Computes the observed-data log-likelihood for a Latent Transition Analysis (LTA) model using the three-step approach with measurement error correction. The likelihood integrates over all possible latent class paths while incorporating classification uncertainty via Classification Error Probability (CEP) matrices. This function is designed to work with parameters estimated from the LTA function.

Usage

get.Log.Lik.LTA(
  params,
  CEP,
  P.Z.Xns,
  Zs,
  covariates,
  covariates.timeCross = FALSE
)

Value

A single numeric value representing the total observed-data log-likelihood: $$ \begin{aligned} \log \mathcal{L}(\boldsymbol{\theta}) &= \sum_{n=1}^N \log \Biggl[ \sum_{\mathbf{z}_n \in \{1,\dots,L\}^T} \Bigl( \prod_{t=1}^T \text{CEP}_t(z_{nt}, \hat{z}_{nt}) \Bigr) \cdot \\ &\quad P(Z_{n1}=z_{n1} \mid \mathbf{X}_{n1}) \cdot \prod_{t=2}^T P(Z_{nt}=z_{nt} \mid Z_{n,t-1}=z_{n,t-1}, \mathbf{X}_{nt}) \Biggr] \end{aligned} $$

where \(\mathbf{z}_n = (z_{n1},\dots,z_{nT})\) is a latent class path, \(\hat{z}_{nt} = \texttt{Zs[[t]][n]}\) is the modal assignment, and \(\boldsymbol{\theta}\) denotes all model parameters (beta, gama).

Arguments

params

A named list containing model parameters:

  • beta: Matrix of size \(p_1 \times L\) with coefficients for the initial class membership multinomial logit model (time 1). The coefficient vector for reference class \(L\) is constrained to \(\boldsymbol{\beta}_L = \mathbf{0}\).

  • gama: Nested list of transition coefficients. For transition to time \(t\) (from time \(t-1\) to \(t\), where \(t = 2, \dots, T\)):

    gama[[t-1]][[from_class]][[to_class]]

    Coefficient vector of length \(p_t\) for transition from class from_class at time \(t-1\) to class to_class at time \(t\).

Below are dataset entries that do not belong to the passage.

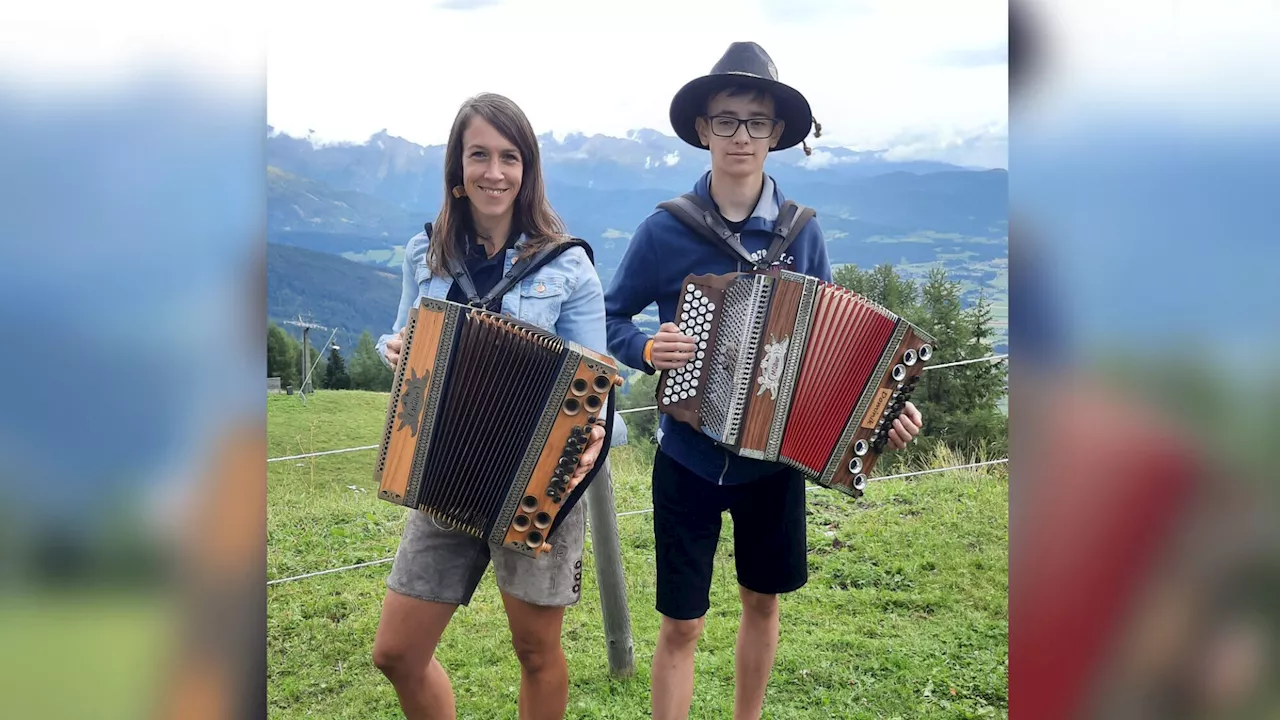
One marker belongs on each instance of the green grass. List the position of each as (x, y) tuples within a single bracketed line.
[(905, 613)]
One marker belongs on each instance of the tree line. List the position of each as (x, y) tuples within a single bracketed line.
[(365, 369)]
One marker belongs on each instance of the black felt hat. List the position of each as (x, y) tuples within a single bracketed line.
[(744, 64)]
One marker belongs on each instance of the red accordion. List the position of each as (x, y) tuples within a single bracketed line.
[(795, 370)]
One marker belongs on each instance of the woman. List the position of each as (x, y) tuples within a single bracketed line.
[(494, 213)]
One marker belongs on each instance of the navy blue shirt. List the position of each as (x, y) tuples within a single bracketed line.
[(661, 254), (485, 272)]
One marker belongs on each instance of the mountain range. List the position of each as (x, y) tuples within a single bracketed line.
[(338, 215)]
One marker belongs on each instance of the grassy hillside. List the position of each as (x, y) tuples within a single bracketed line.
[(905, 614)]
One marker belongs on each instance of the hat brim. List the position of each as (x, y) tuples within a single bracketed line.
[(690, 103)]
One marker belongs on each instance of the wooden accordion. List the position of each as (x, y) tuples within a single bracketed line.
[(795, 370), (487, 420)]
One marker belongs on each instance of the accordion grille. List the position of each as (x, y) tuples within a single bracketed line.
[(731, 346), (478, 449)]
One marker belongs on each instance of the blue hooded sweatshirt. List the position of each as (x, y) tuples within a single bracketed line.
[(662, 253)]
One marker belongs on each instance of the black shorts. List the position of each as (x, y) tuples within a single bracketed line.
[(769, 545)]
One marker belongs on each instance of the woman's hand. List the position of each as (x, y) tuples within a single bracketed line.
[(394, 346), (586, 460)]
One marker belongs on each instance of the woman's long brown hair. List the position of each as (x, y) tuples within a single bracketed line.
[(533, 215)]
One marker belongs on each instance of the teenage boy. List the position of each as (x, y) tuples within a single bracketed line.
[(740, 113)]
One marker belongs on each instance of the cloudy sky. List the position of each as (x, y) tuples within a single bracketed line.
[(923, 78)]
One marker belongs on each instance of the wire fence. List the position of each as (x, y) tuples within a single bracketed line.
[(629, 513), (645, 511), (305, 455)]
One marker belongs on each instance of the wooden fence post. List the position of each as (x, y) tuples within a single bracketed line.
[(608, 573)]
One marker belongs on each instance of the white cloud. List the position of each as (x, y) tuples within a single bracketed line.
[(869, 69)]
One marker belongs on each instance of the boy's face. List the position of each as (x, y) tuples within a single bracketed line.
[(743, 154)]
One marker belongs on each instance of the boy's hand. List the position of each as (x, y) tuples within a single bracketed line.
[(671, 347), (905, 427)]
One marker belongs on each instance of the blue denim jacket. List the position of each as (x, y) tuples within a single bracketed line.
[(563, 296)]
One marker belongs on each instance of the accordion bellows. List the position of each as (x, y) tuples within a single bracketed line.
[(487, 420), (795, 370)]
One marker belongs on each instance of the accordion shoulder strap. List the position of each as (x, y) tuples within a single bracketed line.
[(693, 212), (519, 270), (792, 218)]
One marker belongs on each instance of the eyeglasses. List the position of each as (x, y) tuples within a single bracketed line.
[(726, 126)]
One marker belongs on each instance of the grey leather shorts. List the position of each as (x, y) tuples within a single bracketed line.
[(442, 565)]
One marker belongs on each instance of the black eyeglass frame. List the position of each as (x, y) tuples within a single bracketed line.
[(741, 122)]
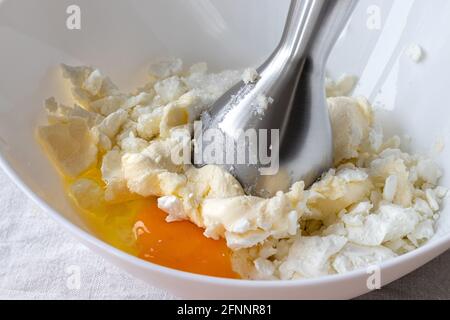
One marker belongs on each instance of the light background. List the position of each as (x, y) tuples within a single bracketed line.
[(38, 259)]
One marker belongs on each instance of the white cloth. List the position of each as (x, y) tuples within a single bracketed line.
[(38, 260)]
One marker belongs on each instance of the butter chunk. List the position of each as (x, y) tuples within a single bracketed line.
[(87, 194), (350, 124), (71, 145)]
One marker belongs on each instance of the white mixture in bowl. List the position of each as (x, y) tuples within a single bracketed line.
[(378, 201)]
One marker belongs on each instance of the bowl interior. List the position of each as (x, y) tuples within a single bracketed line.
[(121, 38)]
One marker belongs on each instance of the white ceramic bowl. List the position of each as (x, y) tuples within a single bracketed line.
[(121, 37)]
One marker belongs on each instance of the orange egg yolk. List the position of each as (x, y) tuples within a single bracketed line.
[(179, 245), (139, 228)]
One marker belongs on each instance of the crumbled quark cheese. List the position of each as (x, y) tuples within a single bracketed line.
[(378, 201)]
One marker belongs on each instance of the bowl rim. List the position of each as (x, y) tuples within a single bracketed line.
[(78, 232)]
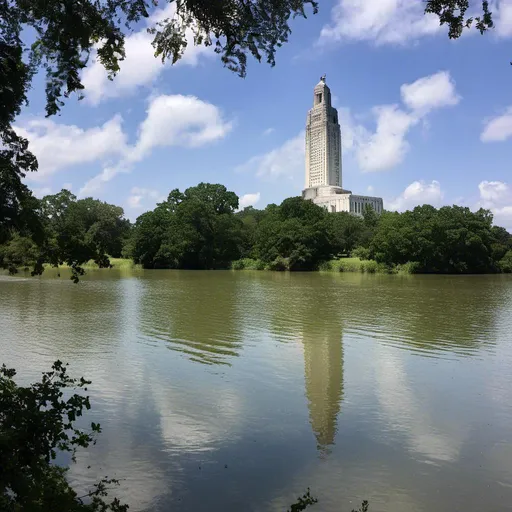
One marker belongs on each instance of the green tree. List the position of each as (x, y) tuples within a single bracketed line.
[(505, 263), (449, 240), (346, 231), (36, 422), (294, 235), (58, 36), (20, 251), (81, 230), (197, 229)]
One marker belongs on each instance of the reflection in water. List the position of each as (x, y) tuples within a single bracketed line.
[(212, 383), (195, 313), (308, 311), (323, 357)]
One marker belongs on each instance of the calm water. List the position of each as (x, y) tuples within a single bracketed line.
[(227, 391)]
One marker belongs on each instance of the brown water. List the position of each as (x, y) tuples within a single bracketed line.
[(226, 391)]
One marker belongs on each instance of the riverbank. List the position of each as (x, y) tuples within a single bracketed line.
[(117, 263), (337, 265)]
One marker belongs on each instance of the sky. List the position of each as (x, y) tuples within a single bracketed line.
[(423, 119)]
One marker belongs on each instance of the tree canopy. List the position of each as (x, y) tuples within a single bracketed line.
[(70, 231), (59, 36), (36, 422)]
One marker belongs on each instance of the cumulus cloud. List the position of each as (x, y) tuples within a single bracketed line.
[(375, 150), (138, 196), (140, 67), (40, 192), (398, 22), (248, 200), (60, 146), (379, 21), (387, 146), (431, 92), (285, 161), (174, 120), (497, 197), (499, 128), (179, 120), (503, 18), (418, 193)]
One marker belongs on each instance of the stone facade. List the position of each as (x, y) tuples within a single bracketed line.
[(323, 159)]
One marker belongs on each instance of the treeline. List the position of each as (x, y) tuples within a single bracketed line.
[(61, 229), (201, 228)]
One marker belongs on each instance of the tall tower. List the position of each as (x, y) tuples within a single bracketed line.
[(323, 141)]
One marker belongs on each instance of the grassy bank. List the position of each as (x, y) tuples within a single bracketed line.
[(117, 263), (338, 265)]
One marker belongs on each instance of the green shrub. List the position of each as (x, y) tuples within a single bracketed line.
[(411, 267), (326, 266), (369, 266), (363, 253), (350, 265), (505, 263), (279, 264), (248, 264)]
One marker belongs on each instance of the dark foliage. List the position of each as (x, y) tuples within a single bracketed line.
[(36, 422)]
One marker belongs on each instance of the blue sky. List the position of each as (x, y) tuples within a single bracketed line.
[(424, 119)]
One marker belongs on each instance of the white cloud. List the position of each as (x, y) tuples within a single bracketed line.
[(503, 18), (140, 67), (399, 22), (418, 193), (497, 197), (498, 128), (40, 192), (179, 121), (494, 191), (380, 21), (387, 146), (58, 146), (175, 120), (248, 200), (430, 92), (286, 161), (376, 150), (139, 195)]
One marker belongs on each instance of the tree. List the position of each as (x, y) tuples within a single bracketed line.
[(453, 14), (293, 236), (59, 36), (451, 239), (196, 229), (346, 231), (35, 423)]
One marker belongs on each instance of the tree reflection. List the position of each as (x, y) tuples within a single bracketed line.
[(310, 310), (195, 312)]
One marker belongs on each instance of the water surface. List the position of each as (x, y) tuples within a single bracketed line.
[(238, 390)]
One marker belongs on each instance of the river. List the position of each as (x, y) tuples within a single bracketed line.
[(226, 391)]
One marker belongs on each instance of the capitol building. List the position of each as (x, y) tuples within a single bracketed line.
[(323, 160)]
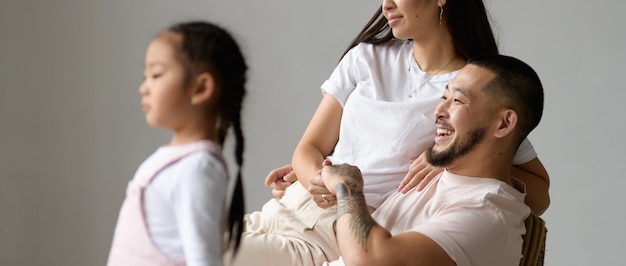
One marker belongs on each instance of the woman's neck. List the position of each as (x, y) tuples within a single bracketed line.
[(437, 55)]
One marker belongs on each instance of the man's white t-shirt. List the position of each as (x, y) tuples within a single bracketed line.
[(477, 221)]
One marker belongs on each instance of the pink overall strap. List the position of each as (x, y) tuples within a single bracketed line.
[(132, 244), (180, 153)]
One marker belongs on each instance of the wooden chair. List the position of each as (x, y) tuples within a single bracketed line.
[(534, 247)]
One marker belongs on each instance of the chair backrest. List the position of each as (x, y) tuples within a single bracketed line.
[(534, 247)]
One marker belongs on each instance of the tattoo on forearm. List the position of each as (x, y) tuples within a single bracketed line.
[(352, 201)]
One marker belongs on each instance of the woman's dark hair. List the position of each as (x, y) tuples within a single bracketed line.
[(467, 22), (209, 48)]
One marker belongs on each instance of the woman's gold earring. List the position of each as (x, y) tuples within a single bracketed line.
[(440, 14)]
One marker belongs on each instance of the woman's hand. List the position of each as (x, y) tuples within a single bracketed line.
[(279, 179), (319, 193), (420, 174)]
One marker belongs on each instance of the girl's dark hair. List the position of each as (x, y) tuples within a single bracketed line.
[(467, 22), (209, 48)]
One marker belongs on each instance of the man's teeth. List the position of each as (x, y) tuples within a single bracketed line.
[(441, 131)]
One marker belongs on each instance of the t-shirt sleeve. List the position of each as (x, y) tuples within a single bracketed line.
[(525, 153), (198, 201), (344, 78), (467, 232)]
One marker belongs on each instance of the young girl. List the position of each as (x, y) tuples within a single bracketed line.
[(174, 212)]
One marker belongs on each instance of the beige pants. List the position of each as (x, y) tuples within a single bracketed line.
[(292, 231)]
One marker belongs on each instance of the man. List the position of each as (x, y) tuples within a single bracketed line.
[(473, 212)]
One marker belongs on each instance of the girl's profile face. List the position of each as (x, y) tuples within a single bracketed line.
[(164, 99), (410, 19)]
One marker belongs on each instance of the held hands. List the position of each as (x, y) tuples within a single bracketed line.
[(279, 179), (320, 194), (420, 174), (341, 173)]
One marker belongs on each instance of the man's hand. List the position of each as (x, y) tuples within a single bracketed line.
[(420, 174), (279, 179), (341, 173)]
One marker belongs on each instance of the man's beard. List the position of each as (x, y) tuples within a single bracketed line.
[(459, 148)]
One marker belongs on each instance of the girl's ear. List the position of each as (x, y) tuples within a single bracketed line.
[(507, 122), (203, 89)]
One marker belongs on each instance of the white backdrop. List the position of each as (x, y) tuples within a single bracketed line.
[(72, 132)]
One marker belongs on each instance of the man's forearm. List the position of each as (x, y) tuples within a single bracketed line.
[(351, 202)]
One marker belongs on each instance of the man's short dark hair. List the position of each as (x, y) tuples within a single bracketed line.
[(516, 86)]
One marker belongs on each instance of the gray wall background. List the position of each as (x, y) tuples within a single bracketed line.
[(72, 132)]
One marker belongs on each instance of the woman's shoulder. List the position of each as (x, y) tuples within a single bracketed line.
[(391, 49)]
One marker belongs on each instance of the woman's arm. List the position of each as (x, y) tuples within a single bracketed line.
[(537, 181), (317, 142)]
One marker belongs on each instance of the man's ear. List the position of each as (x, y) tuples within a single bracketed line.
[(203, 89), (507, 122)]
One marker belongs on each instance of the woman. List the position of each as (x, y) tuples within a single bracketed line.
[(376, 113)]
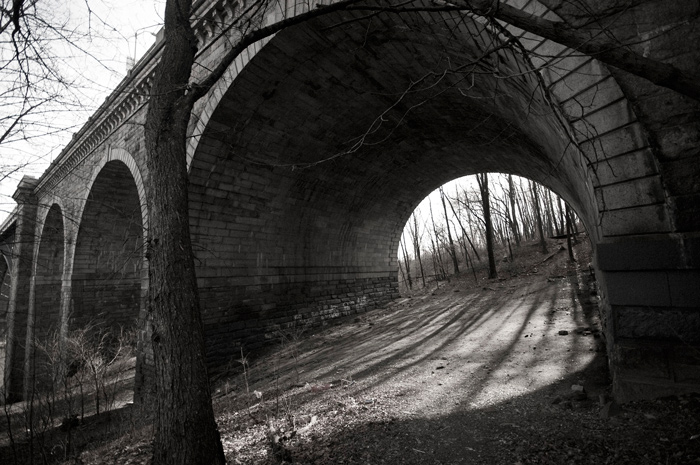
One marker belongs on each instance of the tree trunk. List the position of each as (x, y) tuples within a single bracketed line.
[(453, 251), (483, 181), (416, 246), (568, 234), (185, 429), (436, 245), (407, 264), (513, 220), (538, 216)]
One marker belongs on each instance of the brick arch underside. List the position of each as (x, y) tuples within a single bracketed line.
[(48, 276), (288, 232), (106, 278)]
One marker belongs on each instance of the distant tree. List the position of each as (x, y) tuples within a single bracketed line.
[(451, 244), (483, 181), (538, 215)]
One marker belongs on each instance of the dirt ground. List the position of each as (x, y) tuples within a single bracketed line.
[(506, 371)]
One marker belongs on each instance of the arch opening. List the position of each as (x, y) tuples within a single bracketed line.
[(42, 364), (106, 282), (445, 235), (49, 276), (300, 186)]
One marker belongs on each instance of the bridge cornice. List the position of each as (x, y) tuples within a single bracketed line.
[(132, 93)]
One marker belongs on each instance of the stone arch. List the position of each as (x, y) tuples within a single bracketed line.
[(117, 154), (108, 258), (48, 274), (293, 220), (283, 221)]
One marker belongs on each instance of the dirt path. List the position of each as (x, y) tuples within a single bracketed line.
[(445, 377), (462, 375)]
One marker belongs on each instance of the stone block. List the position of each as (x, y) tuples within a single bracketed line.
[(633, 359), (645, 191), (625, 167), (638, 220), (653, 253), (685, 289), (646, 322)]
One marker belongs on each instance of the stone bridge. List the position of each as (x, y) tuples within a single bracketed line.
[(308, 157)]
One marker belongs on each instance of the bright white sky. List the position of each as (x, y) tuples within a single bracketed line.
[(113, 33)]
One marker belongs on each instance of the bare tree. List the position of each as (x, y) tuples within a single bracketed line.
[(453, 252), (483, 180), (185, 429)]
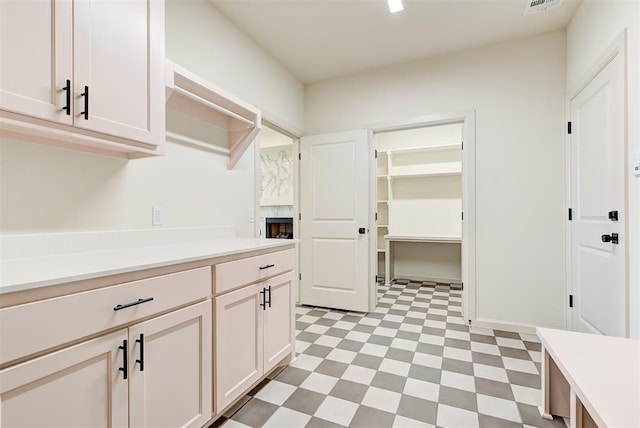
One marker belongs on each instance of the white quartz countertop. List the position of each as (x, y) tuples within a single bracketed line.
[(23, 273), (603, 371)]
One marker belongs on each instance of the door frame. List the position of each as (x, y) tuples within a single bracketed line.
[(468, 120), (618, 47)]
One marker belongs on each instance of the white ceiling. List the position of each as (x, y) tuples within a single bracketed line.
[(321, 39)]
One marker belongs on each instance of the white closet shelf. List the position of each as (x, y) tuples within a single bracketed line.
[(422, 149), (424, 174), (418, 238), (190, 94)]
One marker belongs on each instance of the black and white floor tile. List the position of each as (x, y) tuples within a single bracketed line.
[(412, 362)]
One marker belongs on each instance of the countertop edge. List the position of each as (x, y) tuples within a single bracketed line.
[(246, 245)]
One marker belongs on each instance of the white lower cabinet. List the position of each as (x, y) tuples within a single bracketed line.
[(154, 374), (80, 386), (170, 382), (254, 331)]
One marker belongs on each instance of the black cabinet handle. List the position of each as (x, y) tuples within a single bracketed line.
[(67, 107), (264, 299), (141, 360), (136, 303), (269, 301), (125, 360), (85, 94), (613, 238)]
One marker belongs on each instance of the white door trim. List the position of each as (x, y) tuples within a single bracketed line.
[(468, 119), (618, 47)]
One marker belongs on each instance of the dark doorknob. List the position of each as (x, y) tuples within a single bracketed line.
[(613, 238)]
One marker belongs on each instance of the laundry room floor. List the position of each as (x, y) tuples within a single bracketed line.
[(413, 362)]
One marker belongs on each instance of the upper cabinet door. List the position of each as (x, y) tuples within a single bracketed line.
[(36, 50), (118, 68)]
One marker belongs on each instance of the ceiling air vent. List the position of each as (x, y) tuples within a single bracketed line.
[(534, 6)]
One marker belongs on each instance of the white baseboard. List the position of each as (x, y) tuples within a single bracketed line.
[(428, 278), (501, 325)]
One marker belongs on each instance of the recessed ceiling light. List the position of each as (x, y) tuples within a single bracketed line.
[(395, 5)]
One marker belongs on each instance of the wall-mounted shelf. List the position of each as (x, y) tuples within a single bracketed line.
[(192, 95)]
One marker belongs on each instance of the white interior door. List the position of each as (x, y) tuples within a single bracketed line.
[(597, 188), (335, 261)]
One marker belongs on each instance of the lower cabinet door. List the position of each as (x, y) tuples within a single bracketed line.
[(239, 339), (79, 386), (279, 323), (170, 369)]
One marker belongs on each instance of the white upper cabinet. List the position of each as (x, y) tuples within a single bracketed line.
[(89, 73), (36, 51)]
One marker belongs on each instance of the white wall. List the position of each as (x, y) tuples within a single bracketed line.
[(47, 189), (202, 40), (595, 26), (517, 90)]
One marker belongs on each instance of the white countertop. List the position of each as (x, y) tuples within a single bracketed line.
[(419, 238), (605, 372), (24, 273)]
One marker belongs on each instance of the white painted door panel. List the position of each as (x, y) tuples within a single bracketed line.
[(36, 50), (335, 264), (279, 322), (175, 387), (79, 386), (114, 60), (239, 343), (597, 187)]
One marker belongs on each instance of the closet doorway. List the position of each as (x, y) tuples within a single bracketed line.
[(424, 203)]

Coefficients for transitions to reference class \(L\) are constrained to zero vectors (\(\boldsymbol{\gamma}_{kl t} = \mathbf{0}\) when \(k = L\)).

CEP

A list of \(L \times L\) matrices (length = number of time points \(T\)). Element \((k,l)\) in CEP[[t]] estimates: $$P(\hat{Z}_{nt} = l \mid Z_{nt} = k)$$ where \(\hat{Z}_{nt}\) is the modal class assignment and \(Z_{nt}\) is the true latent class. Computed via non-parametric approximation in Step 2 of three-step LTA.

P.Z.Xns

A list of matrices (length = \(T\)). Each matrix has dimensions \(N \times L\), where element \((n,l)\) is: $$P(Z_{nt} = l \mid \mathbf{X}_{nt})$$ the posterior probability of individual \(n\) belonging to class \(l\) at time \(t\) from Step 1 latent class/profile analysis.

Zs

A list of integer vectors (length = \(T\)). Each vector has length \(N\), where Zs[[t]][n] is the modal (most likely) class assignment \(\hat{Z}_{nt}\) for individual \(n\) at time \(t\).

covariates

A list of design matrices (length = \(T\)). For time \(t\), matrix dimension is \(N \times p_t\). Must include an intercept column (all 1s) as the first column, i.e., \(\mathbf{X}_{nt} = (X_{nt0}, X_{nt1}, \dots, X_{ntM})^\top\) with \(X_{nt0} = 1\). Covariates may differ across time points and between initial status (\(t=1\)) and transitions (\(t \geq 2\)).

covariates.timeCross

Logical. If TRUE, forces identical transition coefficients across all time points (gama[[t]] is copied from gama[[1]] for \(t>1\)). Default is FALSE.

Details

The log-likelihood calculation follows these steps:

  1. Latent Path Enumeration: All \(L^T\) possible latent class trajectories \(\mathbf{z}_n\) are generated and cached.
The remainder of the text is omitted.